Stability charter

Invariant. Formatting a parsed document preserves Markdown meaning, or refuses the rewrite that would change it. Default formatting is identity emit modulo document-boundary normalisation; opt-in style and wrap changes are transactional byte rewrites, each verified against document-owned parser facts.

mdwright's correctness rests on three deep modules in mdwright-document and mdwright-format, not on layered agreements between consumers:

  1. One pulldown chokepoint in mdwright-document. Every production pulldown_cmark::Parser invocation goes through private helpers in crates/mdwright-document/src/parse.rs that take the private CanonicalSource<'_> newtype. Construction routes through source canonicalisation, so the type system enforces the chokepoint. Upstream parser panics convert to ParseError at this boundary.
  2. Structural emit is identity. format_document starts from the parsed document's canonical source bytes; default formatting reaches only document-boundary normalisation.
  3. Style canonicalisation and wrapping are rewrite-family operations. Opt-in rewrites run as ordered families. Each family builds a locally non-overlapping normal-form plan, verifies the whole plan, and commits all edits or none.

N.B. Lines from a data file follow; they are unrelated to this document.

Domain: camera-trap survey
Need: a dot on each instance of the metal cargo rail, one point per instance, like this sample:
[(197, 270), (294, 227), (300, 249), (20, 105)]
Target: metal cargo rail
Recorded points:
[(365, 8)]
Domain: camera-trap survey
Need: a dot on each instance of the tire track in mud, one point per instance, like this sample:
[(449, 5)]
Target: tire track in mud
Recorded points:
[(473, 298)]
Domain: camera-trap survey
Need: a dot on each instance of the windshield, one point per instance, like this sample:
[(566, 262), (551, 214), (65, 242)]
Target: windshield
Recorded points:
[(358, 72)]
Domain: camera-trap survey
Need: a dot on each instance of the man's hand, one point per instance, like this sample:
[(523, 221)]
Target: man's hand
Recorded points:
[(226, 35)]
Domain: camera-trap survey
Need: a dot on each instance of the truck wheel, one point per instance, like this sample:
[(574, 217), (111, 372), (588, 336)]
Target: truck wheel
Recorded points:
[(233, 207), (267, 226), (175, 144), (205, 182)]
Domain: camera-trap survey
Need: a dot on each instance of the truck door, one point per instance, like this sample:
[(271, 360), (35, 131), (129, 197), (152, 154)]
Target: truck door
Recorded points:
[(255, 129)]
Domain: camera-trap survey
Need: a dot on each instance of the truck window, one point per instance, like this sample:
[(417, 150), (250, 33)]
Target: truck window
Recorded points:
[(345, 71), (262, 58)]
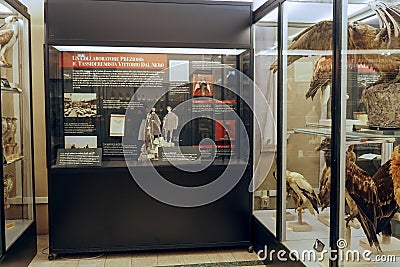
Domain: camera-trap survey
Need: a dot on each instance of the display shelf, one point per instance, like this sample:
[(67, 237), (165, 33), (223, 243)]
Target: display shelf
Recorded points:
[(10, 162), (349, 135)]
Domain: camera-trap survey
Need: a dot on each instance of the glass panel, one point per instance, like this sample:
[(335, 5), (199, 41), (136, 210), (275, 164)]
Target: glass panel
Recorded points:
[(370, 87), (265, 186), (141, 105), (306, 159), (16, 127)]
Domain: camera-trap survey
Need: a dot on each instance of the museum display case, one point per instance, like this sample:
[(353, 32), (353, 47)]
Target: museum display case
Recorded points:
[(337, 127), (113, 106), (148, 130), (17, 190)]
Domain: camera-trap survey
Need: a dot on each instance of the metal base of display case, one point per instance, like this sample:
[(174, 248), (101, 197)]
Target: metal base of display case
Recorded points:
[(324, 218), (85, 221), (23, 250), (289, 216), (300, 227)]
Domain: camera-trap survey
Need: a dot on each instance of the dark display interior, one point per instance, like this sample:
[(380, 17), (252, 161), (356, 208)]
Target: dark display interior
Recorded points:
[(109, 106)]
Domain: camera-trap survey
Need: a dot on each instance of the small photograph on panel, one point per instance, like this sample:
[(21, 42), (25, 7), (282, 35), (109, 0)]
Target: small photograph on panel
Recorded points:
[(78, 105), (79, 142), (202, 85)]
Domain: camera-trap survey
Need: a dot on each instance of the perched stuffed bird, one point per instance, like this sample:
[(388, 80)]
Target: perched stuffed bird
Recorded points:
[(324, 194), (387, 205), (361, 36), (362, 198), (8, 37), (301, 191), (395, 172), (372, 200)]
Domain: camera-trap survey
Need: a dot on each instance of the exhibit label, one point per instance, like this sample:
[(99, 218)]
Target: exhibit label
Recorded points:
[(88, 60)]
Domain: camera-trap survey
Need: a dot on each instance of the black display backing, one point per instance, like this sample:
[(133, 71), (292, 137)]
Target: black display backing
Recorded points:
[(151, 23), (110, 212)]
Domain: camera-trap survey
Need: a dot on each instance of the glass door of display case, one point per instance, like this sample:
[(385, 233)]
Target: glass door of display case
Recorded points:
[(17, 196), (265, 139), (369, 79), (337, 127)]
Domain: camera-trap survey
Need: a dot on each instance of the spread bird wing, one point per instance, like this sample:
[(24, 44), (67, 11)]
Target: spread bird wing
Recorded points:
[(5, 36), (389, 18), (387, 205)]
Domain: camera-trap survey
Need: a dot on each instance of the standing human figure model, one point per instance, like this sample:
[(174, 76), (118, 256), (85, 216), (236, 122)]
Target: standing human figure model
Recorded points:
[(170, 123), (153, 127)]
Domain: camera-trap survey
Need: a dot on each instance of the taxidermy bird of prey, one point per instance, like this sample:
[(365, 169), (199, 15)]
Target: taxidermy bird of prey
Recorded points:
[(301, 191), (8, 37), (324, 194), (361, 36), (395, 172), (362, 198), (387, 205)]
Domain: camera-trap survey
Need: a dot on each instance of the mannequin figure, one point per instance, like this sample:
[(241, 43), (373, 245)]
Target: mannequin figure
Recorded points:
[(153, 129), (202, 89), (170, 123)]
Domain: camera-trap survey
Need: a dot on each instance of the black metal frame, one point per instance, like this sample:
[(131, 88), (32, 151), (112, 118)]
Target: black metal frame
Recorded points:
[(24, 249), (336, 118), (231, 211)]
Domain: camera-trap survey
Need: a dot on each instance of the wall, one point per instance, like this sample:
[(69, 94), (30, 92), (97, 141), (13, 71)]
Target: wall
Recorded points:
[(35, 9)]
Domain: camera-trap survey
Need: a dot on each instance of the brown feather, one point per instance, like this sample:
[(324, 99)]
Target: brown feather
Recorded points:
[(5, 36)]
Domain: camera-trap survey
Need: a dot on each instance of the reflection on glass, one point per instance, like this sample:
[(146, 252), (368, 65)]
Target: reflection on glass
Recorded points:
[(16, 133)]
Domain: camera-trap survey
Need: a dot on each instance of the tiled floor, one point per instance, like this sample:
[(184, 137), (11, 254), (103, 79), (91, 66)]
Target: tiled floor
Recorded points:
[(211, 258)]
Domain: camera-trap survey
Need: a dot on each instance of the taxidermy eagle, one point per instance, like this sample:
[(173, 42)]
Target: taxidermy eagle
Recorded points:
[(302, 192), (8, 37), (361, 198), (361, 36), (325, 179), (372, 200)]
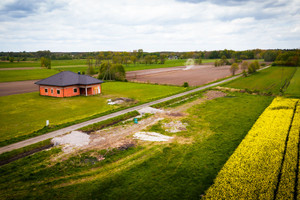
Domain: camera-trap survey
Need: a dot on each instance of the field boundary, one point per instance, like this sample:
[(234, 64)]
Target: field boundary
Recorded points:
[(62, 131)]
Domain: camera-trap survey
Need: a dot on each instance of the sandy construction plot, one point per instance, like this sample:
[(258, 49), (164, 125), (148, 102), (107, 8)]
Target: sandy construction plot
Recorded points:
[(197, 75)]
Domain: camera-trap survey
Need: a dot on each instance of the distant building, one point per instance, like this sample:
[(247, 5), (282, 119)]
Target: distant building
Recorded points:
[(68, 84)]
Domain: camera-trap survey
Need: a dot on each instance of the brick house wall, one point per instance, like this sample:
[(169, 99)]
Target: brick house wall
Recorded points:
[(69, 91)]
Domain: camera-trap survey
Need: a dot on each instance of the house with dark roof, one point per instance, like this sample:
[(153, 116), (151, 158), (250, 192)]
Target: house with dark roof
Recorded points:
[(68, 84)]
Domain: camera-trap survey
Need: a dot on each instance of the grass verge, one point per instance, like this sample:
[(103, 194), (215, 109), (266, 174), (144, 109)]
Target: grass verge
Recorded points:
[(151, 171)]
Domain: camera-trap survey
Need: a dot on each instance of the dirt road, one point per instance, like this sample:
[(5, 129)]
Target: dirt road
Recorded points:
[(80, 125), (18, 87)]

The bug class that motivated this design—formatter mutations that perturb their own parse context—survives only as private rewrite-family edits. A family cannot commit unless the document-level verification predicate accepts it.

The bug class

As long as any emit site reads source bytes to choose its representation, perturbation is possible. The bugs that drove this design all share one shape: a downstream pass predicted what pulldown would do, instead of asking pulldown what it does. Two examples:

  • _*/*_ (5 bytes). Pulldown sees nested emphasis; a predictive formatter emitted *\*/\**, which re-parses to a single emphasis.
  • **u*~***~. Pulldown sees one Strong wrapping Emphasis-and-text plus trailing literals; a predictive formatter oscillated between **u*~*\*\*~ and **u*~~\*\*\*~~ on successive passes.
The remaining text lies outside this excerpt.